Thousands of protesters from the provinces and from the suburbs of the Argentine capital march towards the Plaza de Mayo in Buenos Aires EITAN ABRAMOVICH/AFP/Getty Images

Die Wurzeln von Argentiniens überraschender Krise

NEW YORK – Der Währungsschock, den Argentinien im letzten Monat erlitt, hat viele überrascht. Tatsächlich hatte eine Reihe riskanter Wetten, die die argentinische Regierung seit Dezember 2015 eingegangen war, die Anfälligkeit des Landes erhöht. Unklar war lediglich, wannArgentiniens Volkswirtschaft auf die Probe gestellt werden würde. Und als es soweit war, fiel Argentinien durch.

Das Land hatte, als Präsident Mauricio Macri Ende 2015 sein Amt antrat, eine Anzahl makroökonomischer Ungleichgewichte zu bewältigen. Frühe Maßnahmen umfassten die Abschaffung der Wechselkurs- und Kapitalkontrollen und die Senkung der Steuern auf Rohstoffexporte. Argentinien verschaffte sich nach einem Vergleich mit sogenannten „Geierfonds“ in einem mehr als ein Jahrzehnt währenden Schuldenstreit zudem wieder Zugang zu den internationalen Kreditmärkten.

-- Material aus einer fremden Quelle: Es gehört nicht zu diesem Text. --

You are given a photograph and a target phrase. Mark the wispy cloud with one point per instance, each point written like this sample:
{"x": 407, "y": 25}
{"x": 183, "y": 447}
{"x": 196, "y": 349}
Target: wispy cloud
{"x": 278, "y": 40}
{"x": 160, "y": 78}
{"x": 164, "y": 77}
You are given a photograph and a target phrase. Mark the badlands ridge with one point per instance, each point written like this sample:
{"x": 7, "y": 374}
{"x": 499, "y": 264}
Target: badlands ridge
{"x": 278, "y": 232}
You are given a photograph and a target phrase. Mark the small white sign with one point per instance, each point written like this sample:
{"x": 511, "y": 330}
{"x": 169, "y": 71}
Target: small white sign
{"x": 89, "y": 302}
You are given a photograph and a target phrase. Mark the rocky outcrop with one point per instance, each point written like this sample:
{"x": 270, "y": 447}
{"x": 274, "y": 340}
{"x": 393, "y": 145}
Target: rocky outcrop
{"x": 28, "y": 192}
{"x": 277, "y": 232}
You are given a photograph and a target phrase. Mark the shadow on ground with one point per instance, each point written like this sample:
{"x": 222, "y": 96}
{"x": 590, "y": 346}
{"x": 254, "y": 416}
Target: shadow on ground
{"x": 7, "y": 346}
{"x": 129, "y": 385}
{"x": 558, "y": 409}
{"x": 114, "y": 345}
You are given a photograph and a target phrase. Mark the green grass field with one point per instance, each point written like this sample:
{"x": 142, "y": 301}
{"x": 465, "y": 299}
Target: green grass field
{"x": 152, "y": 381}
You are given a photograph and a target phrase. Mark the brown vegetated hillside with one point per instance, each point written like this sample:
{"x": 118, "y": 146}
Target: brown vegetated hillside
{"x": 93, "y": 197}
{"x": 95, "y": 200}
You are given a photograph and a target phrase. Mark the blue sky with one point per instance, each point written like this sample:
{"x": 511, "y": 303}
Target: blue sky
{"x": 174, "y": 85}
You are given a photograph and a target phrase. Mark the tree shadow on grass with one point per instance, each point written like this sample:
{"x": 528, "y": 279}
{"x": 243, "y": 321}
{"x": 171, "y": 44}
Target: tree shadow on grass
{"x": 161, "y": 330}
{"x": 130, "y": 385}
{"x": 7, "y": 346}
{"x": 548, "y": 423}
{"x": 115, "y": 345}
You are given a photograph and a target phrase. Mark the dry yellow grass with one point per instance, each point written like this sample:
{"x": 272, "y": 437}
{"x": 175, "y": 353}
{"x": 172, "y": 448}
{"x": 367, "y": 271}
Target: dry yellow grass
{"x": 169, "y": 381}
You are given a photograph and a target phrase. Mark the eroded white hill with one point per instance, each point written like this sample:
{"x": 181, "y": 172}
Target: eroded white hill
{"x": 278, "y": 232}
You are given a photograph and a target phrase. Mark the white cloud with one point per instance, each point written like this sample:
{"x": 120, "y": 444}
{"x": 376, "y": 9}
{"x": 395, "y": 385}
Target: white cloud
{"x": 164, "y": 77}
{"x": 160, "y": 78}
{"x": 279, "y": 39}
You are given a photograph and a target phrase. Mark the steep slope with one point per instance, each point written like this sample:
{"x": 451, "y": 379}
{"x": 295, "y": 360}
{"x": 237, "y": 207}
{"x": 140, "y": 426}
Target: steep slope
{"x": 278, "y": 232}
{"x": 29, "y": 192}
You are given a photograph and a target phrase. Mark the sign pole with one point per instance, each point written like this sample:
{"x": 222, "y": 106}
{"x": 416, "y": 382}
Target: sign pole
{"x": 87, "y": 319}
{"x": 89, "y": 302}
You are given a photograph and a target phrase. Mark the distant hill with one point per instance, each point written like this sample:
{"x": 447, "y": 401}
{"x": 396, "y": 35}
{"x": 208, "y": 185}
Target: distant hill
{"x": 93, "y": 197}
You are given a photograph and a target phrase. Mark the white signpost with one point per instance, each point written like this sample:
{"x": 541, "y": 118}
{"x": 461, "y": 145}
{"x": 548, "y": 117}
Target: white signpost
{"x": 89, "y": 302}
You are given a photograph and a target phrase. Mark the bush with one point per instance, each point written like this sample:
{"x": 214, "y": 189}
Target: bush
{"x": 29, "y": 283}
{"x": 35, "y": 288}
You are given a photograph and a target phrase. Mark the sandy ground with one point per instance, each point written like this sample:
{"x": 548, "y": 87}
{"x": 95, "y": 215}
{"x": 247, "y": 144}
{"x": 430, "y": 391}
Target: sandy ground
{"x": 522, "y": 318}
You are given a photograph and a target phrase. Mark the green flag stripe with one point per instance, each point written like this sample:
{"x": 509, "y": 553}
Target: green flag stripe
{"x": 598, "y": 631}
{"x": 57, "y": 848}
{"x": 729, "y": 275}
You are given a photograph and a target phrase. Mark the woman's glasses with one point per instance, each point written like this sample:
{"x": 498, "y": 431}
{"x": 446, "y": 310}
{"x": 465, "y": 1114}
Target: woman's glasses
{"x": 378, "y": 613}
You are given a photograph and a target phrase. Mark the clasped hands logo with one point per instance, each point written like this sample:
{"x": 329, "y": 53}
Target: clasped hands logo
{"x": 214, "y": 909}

Die Regierung verfolgte einen neuen makroökonomischen Ansatz, der sich auf zwei Säulen stützte: die allmähliche Verringerung des Primärdefizits und ein ehrgeiziges Programm der Inflationssteuerung, dass das jährliche Preiswachstum in nur drei Jahren wieder auf einen einstelligen Wert absenken sollte.